Identity granting is a powerful way for the individual entity to control who gets their data and how it is used. In the initial case of identity creation, an implicit grant is normally assumed (see the section on identity creation). Many businesses have established relationships with either internal units or external partners, for example an automobile dealership may have preferred insurance carriers, an insurance carrier may have financially separate units that deal with automotive and home, or healthcare providers may have data analytics companies to assist in preventive care. These businesses can offer the individual incentives to share data in the forms of discounts, thus allowing the individual not only control over their personal information, but also the monetization of it.
- The entity:individual logs into entity:business1 web portal and grants identity sharing to a specific approved second entity (partner, sub-company, etc) also opting into the data portability agreement. By opting into the data portability agreement, an implicit grant and right to share is established between the entity:individual and other entities. In return, they are given some incentive to do so, such as a small discount if they enter into a financial transaction with the second entity.
- This instantiates a second local public/private entity:individual:key pair and uploads the entity:individual:public key to entity:business2 for encryption and storage.
Once identity grants have been established between all participating entities, the actual sharing of the identity data can occur.
- A point-to-point encrypted tunnel is established between entity:business1 and entity:business2 based on ledger validation at a pre-established data exchange interval.
- A decryption and encryption of the entity:individual:identity occurs prior to transmission. Entity:business1 first decrypts the entity:individual:identity as normal and then encrypts entity:individual:identity using the public key of entity:business2 (retrieved from the global key store).
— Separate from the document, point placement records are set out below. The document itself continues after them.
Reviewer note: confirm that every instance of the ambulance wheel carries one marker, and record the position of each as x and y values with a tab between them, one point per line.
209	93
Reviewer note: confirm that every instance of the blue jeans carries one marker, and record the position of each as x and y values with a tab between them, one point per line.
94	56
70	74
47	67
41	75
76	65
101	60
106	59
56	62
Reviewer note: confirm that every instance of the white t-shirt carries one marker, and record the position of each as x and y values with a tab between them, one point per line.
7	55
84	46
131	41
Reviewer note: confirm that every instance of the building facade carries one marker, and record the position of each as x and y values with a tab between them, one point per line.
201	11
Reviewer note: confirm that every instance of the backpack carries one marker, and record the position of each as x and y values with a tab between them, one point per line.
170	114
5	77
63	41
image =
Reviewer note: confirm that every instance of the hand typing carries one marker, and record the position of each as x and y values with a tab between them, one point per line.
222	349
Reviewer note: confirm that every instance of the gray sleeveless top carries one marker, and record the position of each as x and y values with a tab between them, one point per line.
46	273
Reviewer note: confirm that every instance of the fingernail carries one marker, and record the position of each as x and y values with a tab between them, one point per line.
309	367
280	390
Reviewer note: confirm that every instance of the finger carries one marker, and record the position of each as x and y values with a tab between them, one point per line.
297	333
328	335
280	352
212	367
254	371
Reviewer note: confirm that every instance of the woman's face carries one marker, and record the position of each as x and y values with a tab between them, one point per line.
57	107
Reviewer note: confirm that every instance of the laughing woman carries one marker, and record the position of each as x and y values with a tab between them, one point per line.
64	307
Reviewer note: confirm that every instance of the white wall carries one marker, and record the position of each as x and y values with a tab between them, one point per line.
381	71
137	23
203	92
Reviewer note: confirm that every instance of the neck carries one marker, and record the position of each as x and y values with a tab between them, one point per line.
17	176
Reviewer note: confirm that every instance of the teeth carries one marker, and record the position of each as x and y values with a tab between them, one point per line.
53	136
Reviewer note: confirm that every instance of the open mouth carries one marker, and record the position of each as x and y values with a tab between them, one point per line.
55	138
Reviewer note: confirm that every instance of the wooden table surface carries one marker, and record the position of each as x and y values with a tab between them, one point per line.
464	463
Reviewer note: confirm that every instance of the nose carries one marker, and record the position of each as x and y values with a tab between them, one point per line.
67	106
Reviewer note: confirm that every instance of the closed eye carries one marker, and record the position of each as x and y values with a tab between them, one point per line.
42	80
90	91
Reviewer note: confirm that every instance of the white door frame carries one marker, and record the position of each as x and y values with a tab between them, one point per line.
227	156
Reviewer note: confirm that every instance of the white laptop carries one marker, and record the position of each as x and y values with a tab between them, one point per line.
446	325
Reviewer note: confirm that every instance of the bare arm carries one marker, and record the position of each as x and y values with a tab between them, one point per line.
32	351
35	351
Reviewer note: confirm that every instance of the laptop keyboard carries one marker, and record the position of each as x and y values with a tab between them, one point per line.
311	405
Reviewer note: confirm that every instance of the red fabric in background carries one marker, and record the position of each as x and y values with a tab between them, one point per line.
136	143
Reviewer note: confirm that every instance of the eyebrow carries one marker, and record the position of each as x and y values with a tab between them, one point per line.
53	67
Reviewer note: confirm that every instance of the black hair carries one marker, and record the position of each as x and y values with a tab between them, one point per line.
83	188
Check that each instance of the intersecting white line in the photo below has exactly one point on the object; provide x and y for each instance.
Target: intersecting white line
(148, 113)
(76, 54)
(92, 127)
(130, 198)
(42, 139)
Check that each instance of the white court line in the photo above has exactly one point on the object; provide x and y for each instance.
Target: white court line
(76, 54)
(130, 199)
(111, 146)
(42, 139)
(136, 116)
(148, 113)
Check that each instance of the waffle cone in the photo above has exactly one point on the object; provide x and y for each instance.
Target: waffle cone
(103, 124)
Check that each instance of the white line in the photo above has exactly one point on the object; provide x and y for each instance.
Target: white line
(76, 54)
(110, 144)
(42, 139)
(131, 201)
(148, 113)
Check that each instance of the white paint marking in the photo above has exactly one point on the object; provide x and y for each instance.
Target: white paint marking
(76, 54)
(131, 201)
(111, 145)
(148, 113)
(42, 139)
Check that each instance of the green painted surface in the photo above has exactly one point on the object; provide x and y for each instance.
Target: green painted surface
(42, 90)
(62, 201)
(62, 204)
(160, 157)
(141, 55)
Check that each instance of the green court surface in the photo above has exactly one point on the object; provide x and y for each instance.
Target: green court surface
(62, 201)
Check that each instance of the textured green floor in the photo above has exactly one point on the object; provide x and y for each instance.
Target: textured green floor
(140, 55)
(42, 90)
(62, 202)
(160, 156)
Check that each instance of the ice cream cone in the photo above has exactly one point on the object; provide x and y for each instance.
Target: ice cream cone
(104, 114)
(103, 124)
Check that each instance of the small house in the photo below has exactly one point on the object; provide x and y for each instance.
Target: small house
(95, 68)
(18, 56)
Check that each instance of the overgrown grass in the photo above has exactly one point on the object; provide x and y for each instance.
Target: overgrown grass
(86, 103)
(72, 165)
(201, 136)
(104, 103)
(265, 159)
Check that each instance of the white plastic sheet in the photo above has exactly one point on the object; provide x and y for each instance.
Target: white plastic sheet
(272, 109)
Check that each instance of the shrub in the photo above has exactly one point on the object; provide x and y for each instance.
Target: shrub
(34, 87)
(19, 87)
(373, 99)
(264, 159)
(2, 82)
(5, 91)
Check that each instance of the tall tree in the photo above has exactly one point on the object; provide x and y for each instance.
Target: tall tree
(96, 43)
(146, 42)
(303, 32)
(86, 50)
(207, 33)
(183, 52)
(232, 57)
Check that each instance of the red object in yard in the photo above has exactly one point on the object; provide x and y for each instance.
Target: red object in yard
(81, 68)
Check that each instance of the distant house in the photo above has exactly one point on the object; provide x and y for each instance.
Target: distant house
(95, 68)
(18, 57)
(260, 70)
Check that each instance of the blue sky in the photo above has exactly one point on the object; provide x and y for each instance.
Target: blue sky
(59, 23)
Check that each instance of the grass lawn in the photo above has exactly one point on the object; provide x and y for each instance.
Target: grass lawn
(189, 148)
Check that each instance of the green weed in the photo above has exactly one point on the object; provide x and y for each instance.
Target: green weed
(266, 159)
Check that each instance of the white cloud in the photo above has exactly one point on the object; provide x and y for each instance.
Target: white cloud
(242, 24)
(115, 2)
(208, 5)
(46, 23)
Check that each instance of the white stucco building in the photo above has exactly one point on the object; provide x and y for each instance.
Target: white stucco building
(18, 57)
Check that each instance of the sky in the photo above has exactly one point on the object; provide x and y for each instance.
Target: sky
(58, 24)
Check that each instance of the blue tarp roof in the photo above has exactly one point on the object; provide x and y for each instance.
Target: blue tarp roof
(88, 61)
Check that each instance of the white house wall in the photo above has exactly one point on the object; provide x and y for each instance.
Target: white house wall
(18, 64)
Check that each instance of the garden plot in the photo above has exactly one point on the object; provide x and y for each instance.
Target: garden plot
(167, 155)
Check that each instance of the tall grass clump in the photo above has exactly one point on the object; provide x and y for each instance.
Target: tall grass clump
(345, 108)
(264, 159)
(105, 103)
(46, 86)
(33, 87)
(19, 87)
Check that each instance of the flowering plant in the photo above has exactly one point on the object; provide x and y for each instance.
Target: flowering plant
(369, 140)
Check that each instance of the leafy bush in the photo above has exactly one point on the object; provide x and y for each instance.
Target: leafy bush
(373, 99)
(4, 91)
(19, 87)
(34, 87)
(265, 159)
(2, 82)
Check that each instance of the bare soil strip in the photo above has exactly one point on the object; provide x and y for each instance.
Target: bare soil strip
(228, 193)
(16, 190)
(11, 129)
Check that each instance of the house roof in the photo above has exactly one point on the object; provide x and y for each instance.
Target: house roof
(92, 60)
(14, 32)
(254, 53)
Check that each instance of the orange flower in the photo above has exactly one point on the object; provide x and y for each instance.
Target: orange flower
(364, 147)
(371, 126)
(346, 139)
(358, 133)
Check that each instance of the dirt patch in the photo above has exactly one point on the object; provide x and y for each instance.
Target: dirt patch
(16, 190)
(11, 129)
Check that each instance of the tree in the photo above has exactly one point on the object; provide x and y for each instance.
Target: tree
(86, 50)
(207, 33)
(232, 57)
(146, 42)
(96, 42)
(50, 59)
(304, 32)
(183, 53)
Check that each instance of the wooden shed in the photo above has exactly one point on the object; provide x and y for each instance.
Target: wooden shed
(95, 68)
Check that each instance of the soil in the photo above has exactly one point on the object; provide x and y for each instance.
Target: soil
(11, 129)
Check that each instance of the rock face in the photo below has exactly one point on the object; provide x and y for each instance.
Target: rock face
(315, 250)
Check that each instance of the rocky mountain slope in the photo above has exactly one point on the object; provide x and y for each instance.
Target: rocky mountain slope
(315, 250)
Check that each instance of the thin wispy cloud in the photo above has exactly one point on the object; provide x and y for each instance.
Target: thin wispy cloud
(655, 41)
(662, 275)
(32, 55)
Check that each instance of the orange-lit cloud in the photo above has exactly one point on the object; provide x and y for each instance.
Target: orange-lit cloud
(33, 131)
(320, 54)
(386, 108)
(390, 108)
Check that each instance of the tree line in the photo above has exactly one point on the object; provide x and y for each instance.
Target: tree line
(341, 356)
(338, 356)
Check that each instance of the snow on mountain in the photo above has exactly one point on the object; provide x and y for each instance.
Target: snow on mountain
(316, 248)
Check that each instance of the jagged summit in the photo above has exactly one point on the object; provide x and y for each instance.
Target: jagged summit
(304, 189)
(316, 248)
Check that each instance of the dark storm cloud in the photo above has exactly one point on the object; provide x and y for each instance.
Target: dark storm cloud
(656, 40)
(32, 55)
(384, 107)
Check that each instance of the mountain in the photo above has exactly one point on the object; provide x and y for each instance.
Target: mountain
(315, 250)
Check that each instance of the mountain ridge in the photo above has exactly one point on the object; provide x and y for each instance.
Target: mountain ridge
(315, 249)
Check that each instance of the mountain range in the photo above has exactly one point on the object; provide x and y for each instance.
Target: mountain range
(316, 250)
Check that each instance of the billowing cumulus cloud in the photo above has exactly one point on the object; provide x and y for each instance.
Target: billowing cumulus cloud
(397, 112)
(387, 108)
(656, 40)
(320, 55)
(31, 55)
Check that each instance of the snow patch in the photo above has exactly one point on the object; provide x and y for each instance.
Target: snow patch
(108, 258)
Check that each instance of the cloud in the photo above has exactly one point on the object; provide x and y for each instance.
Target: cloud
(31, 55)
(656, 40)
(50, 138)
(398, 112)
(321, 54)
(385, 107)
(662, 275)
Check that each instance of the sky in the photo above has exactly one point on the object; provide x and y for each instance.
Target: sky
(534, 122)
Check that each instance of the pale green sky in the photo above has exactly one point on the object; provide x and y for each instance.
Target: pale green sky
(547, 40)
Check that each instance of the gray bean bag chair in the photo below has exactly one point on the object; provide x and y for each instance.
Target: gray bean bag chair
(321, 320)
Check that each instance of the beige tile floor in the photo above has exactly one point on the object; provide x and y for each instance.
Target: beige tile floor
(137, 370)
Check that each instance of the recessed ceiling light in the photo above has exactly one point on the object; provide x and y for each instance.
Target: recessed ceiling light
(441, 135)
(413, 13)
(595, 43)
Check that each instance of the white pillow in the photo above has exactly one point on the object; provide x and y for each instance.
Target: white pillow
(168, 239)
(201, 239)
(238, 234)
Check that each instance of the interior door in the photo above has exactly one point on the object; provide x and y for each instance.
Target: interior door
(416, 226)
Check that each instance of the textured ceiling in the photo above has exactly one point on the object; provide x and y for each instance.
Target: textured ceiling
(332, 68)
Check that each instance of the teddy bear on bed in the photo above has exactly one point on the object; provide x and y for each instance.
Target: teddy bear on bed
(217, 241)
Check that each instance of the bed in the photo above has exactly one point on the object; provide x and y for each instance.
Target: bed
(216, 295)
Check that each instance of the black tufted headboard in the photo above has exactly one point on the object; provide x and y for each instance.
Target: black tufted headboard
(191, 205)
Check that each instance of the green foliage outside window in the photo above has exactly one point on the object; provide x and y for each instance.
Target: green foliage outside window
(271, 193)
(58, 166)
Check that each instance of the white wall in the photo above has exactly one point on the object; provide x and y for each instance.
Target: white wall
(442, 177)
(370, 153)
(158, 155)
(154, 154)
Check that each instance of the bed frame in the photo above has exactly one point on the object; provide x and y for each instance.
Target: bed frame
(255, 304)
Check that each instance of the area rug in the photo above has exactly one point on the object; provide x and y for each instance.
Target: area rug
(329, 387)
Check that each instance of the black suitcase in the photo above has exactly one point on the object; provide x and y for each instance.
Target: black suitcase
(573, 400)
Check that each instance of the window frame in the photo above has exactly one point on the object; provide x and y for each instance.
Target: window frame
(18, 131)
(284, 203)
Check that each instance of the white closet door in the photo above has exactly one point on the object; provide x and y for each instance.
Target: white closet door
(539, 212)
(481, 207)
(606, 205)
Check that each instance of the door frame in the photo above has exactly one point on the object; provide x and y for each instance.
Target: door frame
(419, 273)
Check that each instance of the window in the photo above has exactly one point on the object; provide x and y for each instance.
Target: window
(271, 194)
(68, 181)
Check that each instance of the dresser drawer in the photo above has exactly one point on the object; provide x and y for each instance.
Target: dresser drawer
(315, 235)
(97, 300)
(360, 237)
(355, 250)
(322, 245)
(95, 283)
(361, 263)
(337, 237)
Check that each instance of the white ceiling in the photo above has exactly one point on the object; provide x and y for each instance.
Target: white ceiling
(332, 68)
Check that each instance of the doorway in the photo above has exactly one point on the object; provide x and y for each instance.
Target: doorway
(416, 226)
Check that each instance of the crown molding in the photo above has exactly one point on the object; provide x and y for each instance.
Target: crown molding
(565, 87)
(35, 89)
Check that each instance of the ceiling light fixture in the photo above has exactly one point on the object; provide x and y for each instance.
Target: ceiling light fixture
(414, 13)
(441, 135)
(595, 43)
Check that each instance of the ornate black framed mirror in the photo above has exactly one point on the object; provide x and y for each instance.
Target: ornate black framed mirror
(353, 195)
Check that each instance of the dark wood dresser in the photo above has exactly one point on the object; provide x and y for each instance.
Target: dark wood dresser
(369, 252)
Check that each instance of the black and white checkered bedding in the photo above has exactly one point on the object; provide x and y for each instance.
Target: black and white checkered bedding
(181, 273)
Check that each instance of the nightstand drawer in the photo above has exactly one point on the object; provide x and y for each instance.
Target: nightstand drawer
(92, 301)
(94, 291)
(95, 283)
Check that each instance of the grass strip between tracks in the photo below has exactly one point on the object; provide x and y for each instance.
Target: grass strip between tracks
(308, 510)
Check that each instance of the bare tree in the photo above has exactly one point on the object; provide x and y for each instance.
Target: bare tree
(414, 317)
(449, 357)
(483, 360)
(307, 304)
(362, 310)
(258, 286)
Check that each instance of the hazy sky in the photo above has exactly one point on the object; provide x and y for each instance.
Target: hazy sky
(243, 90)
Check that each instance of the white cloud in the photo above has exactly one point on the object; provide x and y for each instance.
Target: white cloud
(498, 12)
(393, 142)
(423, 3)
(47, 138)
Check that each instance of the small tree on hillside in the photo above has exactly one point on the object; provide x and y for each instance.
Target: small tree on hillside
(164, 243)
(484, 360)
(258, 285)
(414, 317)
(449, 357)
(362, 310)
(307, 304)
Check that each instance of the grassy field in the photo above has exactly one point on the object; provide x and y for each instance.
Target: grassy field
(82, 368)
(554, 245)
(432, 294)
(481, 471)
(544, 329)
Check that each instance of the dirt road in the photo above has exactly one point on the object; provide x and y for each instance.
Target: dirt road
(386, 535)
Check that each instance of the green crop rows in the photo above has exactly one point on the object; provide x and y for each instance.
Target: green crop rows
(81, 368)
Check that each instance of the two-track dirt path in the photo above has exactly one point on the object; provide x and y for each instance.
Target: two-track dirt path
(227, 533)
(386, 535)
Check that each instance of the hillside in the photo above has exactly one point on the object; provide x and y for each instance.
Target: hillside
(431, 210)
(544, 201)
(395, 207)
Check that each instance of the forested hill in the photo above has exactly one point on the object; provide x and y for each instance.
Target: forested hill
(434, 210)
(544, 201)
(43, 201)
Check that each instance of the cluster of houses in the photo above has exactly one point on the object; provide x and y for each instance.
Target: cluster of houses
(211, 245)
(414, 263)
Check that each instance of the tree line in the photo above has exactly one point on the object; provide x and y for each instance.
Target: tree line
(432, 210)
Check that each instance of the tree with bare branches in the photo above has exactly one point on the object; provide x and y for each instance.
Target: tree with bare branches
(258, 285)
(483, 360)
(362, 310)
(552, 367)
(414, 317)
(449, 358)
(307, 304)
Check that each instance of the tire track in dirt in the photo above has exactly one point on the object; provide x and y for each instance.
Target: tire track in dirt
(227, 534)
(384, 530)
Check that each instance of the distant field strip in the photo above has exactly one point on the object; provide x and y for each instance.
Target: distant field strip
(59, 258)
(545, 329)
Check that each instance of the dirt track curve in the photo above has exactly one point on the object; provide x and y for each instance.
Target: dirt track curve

- Next, entity:business1 sends the encrypted entity:individual:identity over the tunnel to entity:business2 where it is decrypted using the public key of entity:business1 and then encrypted with entity:business2 private key and entity:individual:public key and stored.
- The encrypted tunnel is taken down until the next exchange session.
At any time, either side of an identity relationship can choose to end the grant which allows information exchange to occur. This is usually in response to a change in the business relationship, for example a customer may wish to change providers.
- The entity:individual logs into entity:business1 web portal and revokes the entity:individual:identity grant either explicitly or implicitly by ending the relationship.
- Next, entity:business1 must delete all data keyed to the entity:individual.
- The entity:individual:public key is deleted from the entity:business1 key store.
- Finally, the key deletion should propagate to the master key store to reflect that the public key between the entity:individual and entity:business1 is no longer valid.